I kept looking and finally, when the housing bubble burst, I could start to get in the door. I found a small 5.5 acre property in the heart of New Hampshire. It had not been previously farmed (in fact, it's mostly wooded), but there is a lot of potential there.

So here I am, learning to farm. It's important to set goals, so here's the big one: Within 5 years, I want to grow/raise/barter for 70% of the perishable food I consume. That's a pretty serious goal. And there's a catch. I have two pleasure horses (not work horses, the shame!) and they are not going any where, so I need to dedicate a portion of my precious soil to their upkeep. Horses don't make a lot of sense on a sustainable farm because they consume huge amounts of resources and even though they produce huge amounts of manure, all that energy they produce does nothing but make me happy. So there's the rub. I am farming my small parcel of land to ENRICH my life, not IMPOVERISH my life. The horses grant me a luxury I could not live without.

So that's the gist of it. Two adults, two horses, and 10 laying hens. It's going to be a wild ride.


5 comments:

Anonymous said...

Daun,

With about an acre of kitchen garden and lots of hard work...natural composed horsemanure fertilizer, we raised all the vegetables my family of five ate. We also raised all our beef, chicken and duck. Pigs and pheasants only once-too smart and too beautiful to eat. I remember whole summers of shucking peas, snapping beans, cutting corn off the cobs, cutting up broccoli, pickling beets, cucumbers and cauliflower. Worth every minute.

Now, I don't grow everything I eat...but I eat everything that my meagre garden can produce.

Andrea said...

I had no idea this was the real motivation behind the move to New England! THAT IS SO COOL!!!!!!!!!!!! My hippie Californian roommate and I support you and hope you have loads of success with this project, it's incredible!!!

Funder said...

Yup, I agree, this is very cool. :) I've read about workshops like the one you attended in Rural Heritage, and I've always wanted to go!

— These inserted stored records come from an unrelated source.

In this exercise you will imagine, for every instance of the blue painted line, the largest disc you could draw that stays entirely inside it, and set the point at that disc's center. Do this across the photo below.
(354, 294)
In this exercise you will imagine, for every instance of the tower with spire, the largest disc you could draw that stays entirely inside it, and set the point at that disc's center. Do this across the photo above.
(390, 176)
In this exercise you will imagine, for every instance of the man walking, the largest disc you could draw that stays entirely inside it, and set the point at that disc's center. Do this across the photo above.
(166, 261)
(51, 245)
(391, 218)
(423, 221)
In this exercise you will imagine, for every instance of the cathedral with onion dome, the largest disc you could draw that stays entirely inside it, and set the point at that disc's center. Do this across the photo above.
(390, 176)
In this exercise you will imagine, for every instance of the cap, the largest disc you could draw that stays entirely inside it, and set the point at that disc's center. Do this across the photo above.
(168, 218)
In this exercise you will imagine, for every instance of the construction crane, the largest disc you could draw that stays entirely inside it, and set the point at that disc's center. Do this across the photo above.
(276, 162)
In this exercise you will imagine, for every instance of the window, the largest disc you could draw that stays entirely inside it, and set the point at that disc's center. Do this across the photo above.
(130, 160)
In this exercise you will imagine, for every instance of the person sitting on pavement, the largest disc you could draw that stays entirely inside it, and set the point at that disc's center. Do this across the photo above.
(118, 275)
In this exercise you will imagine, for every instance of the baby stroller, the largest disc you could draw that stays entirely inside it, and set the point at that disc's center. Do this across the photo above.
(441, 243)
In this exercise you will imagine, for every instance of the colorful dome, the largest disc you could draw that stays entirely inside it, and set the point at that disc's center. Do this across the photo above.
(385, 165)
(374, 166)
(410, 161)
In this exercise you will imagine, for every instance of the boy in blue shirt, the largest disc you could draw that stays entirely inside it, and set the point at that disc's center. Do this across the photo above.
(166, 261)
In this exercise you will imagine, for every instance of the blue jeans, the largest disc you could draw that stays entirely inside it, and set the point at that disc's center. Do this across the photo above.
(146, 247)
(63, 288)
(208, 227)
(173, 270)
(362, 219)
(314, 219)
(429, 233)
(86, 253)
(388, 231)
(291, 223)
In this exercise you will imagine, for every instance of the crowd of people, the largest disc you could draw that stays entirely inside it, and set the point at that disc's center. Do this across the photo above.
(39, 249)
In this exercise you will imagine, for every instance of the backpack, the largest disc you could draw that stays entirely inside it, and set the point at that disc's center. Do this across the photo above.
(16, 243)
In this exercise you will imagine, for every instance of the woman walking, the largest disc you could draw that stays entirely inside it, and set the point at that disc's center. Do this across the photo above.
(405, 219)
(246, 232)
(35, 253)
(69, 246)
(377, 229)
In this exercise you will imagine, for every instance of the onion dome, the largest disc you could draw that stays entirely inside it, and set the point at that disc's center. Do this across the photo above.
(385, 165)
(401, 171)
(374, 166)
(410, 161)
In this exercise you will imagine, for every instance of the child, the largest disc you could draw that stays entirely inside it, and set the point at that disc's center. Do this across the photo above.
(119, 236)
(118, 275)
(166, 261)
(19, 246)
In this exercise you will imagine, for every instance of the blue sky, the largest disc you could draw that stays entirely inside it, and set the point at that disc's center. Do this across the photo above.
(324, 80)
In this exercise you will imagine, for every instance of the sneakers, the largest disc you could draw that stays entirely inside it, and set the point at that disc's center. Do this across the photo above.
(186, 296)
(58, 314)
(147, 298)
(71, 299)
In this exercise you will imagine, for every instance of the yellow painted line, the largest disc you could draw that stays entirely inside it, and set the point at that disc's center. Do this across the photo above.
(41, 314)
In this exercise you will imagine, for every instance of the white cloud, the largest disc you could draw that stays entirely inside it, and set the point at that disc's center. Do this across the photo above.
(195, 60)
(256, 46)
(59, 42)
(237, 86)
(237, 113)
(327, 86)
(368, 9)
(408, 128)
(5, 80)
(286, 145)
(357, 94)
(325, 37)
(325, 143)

I am slightly jealous, too. My husband is content to live wherever I want to live, but he's not interested in issues of sustainability or growing/raising our own food or any of that. Passively supportive is good enough, though.

Sylvia said...

very cool, daun. i love hearing of the things you do. i grew up on a small dairy farm. shhh..don't tell anyone! all my friends were aggies, and *gasp* i was even in FFA!! LMAO!! oh, and i went to aggie college. FUN times indeed!
it is sad to see what state the small farms are in these days. many of the properties my husband and i dream about owning are old farms we want to restore to their original glory. oh how i love antique farm houses!
i really have no advice on gardening other than one thing! fencing!! tall fencing to keep the deer out. and hair! you can call up a local hair salon and ask them to save a days worth of hair. put it in some mesh baggies...and tie to the fencing. feel free to pee around the area too. LOL!!

another random comment...when driving home from work during the summer months, i would see a local farmer plowing his small field with two drafts. very cool!

i leave you with these sites to browse at. some of my favs. enjoy!

http://www.billbeck.com/

http://www.lmsre.com/

http://www.vermontcountryproperties.com/

http://www.mckernongroup.com/

http://www.wrtf.com/

http://www.bvandg.com/

http://connorbuilding.com/FrontPage.aspx

the mckernon group site is my all time fav!

dp said...

I applaud you. David is the gardener between us, and mercy upon us if we are ever forced to sustain ourselves on what he can grow. I would love to do what your proposing, but it would have to be in contrast to my career, not in addition to it. Work keeps me too busy and I absolutely love what I do. Hopefully it will earn me enough cosmic brownie points that I will not be smote for loving fresh pineapple as I do.